In the US, especially, where the #SaveStudentNewsrooms hashtag trended last year, college newspapers have been severely affected by budget cuts and growing interference from PR-heavy administrations eager to control their institutions' images.

A student paper can be considered a loose cannon, perhaps a risk to an increasingly corporatised higher education environment.

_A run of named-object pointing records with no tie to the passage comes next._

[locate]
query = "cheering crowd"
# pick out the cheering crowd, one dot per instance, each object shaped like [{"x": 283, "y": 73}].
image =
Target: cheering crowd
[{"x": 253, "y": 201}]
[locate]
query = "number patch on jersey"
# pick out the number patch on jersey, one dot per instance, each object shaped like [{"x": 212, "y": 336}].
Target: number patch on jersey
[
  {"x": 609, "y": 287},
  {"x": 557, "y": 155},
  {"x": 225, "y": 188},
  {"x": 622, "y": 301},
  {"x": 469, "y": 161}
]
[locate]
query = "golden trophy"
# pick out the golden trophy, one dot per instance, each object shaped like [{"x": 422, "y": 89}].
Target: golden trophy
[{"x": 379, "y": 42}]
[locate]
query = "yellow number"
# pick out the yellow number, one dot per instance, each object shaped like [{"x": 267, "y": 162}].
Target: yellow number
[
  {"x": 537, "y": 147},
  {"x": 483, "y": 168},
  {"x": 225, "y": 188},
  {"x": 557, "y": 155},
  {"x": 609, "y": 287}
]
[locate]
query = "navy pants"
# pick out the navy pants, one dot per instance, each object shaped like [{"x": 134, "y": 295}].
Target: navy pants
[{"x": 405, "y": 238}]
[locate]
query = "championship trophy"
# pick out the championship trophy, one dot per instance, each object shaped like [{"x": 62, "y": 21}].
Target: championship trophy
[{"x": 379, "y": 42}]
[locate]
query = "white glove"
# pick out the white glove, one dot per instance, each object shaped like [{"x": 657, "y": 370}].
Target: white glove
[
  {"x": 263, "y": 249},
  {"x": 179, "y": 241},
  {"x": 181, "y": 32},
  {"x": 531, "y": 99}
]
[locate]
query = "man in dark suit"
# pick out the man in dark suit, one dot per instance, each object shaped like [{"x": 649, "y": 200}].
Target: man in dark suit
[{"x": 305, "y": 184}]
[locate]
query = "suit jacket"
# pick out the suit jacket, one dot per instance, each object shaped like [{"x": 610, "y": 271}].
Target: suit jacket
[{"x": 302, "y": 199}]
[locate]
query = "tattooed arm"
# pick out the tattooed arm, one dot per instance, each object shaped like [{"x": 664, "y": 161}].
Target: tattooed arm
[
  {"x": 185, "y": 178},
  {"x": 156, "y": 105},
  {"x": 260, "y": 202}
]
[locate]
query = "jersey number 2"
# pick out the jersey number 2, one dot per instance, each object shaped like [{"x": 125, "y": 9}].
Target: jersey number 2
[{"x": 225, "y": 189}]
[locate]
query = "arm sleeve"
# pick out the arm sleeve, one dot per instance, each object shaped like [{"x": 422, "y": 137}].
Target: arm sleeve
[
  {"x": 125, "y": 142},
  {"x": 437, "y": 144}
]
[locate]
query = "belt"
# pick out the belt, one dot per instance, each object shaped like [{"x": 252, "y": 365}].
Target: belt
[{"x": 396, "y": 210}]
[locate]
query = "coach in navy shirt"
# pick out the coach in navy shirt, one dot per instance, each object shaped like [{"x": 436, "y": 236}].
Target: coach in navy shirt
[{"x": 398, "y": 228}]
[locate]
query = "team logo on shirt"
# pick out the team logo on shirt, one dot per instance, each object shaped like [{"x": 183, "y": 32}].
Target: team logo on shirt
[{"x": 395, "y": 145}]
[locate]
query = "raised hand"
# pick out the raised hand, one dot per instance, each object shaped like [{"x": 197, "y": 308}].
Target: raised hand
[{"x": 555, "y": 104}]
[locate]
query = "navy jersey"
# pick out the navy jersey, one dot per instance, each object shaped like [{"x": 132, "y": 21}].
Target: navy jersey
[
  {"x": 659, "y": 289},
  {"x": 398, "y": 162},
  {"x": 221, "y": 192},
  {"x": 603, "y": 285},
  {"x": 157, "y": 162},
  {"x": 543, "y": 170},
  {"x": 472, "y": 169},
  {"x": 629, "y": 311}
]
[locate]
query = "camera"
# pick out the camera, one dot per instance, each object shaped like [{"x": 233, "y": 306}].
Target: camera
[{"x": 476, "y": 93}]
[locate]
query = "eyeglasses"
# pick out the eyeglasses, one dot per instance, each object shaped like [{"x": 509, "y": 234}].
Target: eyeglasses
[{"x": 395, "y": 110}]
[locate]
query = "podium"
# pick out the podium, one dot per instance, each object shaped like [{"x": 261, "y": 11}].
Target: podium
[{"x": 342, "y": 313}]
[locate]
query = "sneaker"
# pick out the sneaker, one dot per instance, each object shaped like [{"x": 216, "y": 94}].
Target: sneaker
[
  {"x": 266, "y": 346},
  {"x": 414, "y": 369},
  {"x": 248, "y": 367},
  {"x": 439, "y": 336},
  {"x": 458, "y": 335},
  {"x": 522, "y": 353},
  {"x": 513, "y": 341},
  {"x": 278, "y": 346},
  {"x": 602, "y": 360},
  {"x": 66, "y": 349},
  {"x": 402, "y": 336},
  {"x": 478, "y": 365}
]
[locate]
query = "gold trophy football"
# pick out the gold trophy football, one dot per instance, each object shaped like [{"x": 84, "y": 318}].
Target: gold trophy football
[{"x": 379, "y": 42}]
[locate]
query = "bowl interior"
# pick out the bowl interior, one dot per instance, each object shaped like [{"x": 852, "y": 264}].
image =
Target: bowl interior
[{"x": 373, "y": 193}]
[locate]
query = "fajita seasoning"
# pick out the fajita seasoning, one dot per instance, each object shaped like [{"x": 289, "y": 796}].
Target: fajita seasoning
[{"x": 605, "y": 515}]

As The Atlantic wrote last year, ''image-obsessed administrators'' were ''hastening the demise of these once-formidable campus watchdogs''.

Critic has been entertaining, informing, holding the university bigwigs to account and, yes, poking the odd barb at the ODT since 1925. The city, and the university, should be grateful it is doing so well.

AND ANOTHER THING

Gone but not forgotten.

Never, in fact, will Blair Vining be forgotten.

The ''champion for all New Zealanders'' has died from cancer, and a public memorial for the ordinary yet extraordinary farmer from Southland was held in Invercargill yesterday.

It was an opportunity to celebrate a life that was cut short by illness but had an immense impact.

In the last of his 39 years, he took us all on his ''epic journey'', highlighting the need for better access to cancer care across the country, and his legacy, beyond his family, is the petition 140,000 people signed, as well as the looming establishment of a national cancer agency.

''He's probably going to influence a lot of people's lives in future,'' close friend Dayna Cunningham told TVNZ. And that really sums it up - Blair Vining's influence will be felt for a long time. For that, we should always be grateful.